In 1970 he merged the firm with Legg & Co., a brokerage with roots back to 1899.

Mr. Mason began buying money managers in 1982 with the purchase of Western Asset Management Co., a mainly institutional fixed-income shop in Los Angeles. The move

puzzled much of Wall Street. “Most firms just sort of looked at it and said ‘we wonder why they’re doing it,’ ” he says.

And in 1986, he pioneered funds with annual level loads, rather than relying only on front-end sales charges. “They had never seen anything like it before,” he says of the Securities and Exchange Commission. “It took forever to get out of there.”

job isn’t finished

Mr. Mason’s approach to acquisition also breaks from tradition. He meets with principals himself instead of sending underlings to investigate would-be targets.

“There’s no other chief executive in the world who would do that,” says Mr. McEver.

Indeed, Cincinnati-based Bart-lett & Co., a money manager for wealthy individuals, was impressed by Mr. Mason’s understanding of a money manager’s concerns, such as making back-office operations more efficient.

“We talked to a bunch of firms before Bartlett was acquired,” says Jim Miller, Bartlett’s chief executive, “and because of the people, we went with Legg Mason even though they had the third-highest bid.” The highest, which came from a Midwestern bank, exceeded Mason’s by 14%.
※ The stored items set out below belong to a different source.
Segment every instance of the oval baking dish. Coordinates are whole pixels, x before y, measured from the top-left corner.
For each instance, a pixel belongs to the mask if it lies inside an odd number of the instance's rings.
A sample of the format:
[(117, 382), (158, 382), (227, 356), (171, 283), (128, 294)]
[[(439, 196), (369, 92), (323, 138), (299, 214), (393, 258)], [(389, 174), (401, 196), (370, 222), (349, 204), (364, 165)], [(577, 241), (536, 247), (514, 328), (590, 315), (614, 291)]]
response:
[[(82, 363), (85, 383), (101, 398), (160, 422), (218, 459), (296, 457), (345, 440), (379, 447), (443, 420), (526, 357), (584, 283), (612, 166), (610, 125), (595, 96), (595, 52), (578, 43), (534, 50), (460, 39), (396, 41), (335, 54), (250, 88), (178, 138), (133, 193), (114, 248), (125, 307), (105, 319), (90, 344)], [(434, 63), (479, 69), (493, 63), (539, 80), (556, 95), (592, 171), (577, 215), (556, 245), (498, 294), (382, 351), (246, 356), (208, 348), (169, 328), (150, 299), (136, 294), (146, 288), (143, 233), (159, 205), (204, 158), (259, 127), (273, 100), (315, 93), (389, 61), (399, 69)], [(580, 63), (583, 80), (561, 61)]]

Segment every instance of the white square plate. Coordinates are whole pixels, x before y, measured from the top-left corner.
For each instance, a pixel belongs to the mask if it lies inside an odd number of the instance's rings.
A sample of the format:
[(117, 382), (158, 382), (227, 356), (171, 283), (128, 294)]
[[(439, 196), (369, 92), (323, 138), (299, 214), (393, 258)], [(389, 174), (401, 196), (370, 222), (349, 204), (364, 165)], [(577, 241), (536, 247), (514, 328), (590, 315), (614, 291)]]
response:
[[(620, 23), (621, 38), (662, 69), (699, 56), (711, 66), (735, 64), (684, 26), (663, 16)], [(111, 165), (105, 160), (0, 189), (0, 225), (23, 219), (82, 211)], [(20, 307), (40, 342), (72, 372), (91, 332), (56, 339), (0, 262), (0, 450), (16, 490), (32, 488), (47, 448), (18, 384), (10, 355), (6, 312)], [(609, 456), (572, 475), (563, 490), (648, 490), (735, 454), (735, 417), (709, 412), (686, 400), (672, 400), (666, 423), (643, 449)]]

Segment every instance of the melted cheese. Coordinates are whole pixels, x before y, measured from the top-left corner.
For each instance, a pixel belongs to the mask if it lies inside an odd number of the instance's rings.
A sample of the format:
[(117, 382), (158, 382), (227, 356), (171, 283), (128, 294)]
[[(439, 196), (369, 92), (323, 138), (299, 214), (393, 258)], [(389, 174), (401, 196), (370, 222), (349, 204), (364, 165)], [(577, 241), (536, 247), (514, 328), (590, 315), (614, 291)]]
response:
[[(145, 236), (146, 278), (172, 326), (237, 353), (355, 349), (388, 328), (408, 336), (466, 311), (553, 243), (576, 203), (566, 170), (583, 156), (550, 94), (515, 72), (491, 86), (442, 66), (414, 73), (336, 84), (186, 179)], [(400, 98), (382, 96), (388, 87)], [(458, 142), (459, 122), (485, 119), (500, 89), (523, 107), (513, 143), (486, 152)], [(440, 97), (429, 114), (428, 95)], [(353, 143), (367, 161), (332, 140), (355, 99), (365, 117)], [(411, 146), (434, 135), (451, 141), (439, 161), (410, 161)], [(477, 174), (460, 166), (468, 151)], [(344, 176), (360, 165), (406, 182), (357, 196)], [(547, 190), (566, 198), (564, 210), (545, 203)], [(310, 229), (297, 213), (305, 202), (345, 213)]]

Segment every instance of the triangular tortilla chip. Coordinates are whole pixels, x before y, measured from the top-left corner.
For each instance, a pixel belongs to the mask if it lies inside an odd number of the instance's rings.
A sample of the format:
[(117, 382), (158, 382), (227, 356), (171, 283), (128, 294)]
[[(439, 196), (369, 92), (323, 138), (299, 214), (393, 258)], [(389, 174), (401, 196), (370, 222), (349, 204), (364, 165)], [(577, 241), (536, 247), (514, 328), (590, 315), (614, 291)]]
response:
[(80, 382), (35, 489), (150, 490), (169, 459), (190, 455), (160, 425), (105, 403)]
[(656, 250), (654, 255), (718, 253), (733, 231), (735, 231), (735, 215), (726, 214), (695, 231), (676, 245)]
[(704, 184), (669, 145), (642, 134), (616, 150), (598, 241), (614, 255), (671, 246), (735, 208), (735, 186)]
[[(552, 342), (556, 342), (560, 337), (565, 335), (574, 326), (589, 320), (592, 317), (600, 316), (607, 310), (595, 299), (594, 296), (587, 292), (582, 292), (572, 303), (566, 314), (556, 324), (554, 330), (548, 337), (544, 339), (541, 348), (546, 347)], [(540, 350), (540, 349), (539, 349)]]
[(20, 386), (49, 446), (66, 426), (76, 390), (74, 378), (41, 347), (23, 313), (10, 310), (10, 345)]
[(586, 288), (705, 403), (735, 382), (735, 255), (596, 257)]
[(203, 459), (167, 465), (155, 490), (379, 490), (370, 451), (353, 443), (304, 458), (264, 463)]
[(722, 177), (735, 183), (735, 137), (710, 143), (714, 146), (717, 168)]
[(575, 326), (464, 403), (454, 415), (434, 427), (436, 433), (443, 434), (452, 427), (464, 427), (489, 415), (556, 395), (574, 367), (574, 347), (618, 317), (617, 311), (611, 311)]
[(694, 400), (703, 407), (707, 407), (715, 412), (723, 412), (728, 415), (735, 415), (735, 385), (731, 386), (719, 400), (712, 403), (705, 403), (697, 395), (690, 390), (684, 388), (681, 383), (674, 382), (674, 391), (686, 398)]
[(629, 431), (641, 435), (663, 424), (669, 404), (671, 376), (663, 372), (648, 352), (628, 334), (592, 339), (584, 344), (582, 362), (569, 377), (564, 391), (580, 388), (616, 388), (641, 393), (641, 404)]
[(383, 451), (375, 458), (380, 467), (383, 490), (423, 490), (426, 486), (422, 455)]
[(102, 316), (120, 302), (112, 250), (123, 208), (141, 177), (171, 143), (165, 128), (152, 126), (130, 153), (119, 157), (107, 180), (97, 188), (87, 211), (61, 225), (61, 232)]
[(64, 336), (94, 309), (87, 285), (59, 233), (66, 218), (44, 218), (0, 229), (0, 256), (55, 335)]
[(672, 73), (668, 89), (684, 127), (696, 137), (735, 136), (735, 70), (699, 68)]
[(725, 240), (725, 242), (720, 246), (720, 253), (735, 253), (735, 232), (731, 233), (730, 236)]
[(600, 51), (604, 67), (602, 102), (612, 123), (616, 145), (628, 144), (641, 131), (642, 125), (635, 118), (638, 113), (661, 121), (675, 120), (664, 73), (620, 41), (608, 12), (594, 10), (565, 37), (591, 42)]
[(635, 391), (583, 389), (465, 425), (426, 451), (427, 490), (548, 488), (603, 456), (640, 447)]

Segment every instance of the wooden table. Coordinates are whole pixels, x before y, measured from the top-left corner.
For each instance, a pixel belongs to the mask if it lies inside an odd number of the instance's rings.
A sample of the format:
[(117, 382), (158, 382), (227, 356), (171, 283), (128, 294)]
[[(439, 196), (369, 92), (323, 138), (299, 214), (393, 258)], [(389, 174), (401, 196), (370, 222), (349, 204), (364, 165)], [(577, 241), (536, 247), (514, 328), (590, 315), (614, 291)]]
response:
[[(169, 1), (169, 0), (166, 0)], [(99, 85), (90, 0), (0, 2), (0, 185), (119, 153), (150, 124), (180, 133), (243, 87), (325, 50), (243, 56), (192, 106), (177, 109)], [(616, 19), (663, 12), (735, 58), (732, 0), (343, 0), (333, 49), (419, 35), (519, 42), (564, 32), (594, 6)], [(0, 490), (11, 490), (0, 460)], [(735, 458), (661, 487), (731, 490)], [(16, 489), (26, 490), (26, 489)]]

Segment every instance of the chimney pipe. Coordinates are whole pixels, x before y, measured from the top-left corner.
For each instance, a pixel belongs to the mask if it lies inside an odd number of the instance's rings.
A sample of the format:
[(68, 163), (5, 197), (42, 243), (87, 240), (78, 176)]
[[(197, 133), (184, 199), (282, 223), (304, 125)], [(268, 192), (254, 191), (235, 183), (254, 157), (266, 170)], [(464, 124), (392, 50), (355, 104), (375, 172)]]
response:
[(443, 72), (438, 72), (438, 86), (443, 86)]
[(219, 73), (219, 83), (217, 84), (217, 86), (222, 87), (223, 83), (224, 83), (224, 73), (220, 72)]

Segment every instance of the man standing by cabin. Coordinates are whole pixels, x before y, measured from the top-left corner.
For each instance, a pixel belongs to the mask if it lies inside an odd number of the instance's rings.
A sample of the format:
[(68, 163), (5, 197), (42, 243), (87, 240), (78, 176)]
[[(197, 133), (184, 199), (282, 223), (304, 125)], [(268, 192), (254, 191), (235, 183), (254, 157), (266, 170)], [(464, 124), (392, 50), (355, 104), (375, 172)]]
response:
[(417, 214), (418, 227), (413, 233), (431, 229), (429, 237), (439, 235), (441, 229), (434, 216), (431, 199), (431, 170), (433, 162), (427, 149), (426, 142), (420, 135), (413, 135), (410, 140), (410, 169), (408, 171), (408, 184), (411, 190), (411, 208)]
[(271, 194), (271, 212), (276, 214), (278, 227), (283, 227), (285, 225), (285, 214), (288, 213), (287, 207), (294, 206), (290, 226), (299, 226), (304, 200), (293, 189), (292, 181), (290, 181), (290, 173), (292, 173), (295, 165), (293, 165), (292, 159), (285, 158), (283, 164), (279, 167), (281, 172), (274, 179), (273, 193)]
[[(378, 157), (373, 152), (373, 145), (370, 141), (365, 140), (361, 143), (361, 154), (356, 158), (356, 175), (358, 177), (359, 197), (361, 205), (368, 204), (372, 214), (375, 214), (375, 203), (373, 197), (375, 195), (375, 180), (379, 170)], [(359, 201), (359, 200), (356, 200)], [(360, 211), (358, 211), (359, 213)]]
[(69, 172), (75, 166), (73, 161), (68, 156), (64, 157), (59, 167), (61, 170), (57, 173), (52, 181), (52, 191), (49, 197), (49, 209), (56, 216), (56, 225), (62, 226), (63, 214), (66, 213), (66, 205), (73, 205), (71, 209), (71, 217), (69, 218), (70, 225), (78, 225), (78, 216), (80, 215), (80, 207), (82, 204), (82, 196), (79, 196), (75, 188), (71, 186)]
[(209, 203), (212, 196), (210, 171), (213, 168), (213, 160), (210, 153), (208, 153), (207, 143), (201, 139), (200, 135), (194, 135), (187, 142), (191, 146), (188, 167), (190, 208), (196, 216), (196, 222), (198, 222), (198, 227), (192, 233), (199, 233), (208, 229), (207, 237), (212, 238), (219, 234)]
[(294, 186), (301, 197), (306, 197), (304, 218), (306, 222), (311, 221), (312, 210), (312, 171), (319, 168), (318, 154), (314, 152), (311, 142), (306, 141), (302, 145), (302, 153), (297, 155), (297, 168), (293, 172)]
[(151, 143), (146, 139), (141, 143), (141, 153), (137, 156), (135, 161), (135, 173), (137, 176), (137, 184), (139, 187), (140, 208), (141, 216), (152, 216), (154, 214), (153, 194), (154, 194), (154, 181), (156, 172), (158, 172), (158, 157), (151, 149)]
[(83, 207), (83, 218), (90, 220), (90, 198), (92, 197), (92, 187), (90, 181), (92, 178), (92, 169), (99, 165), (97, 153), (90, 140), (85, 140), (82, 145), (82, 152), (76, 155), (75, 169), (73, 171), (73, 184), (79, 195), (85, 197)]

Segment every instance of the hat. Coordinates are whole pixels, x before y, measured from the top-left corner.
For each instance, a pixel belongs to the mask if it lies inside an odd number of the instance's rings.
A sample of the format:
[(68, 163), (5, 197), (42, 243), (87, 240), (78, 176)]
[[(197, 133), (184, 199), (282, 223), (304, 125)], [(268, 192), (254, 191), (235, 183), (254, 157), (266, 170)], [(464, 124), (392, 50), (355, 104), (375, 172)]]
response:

Mr. Mason acknowledges that his job isn’t finished. He has a search on for a successor. “My goal is to have this worked out over the next two years,” he says.

He’s busy but still takes time out for his beloved Baltimore Orioles. He continues his tradition of taking off on opening day of the baseball season. And with Oriole Park at Camden Yards only three and a half blocks from his office, he says: “I can go over and watch a few innings and come back.”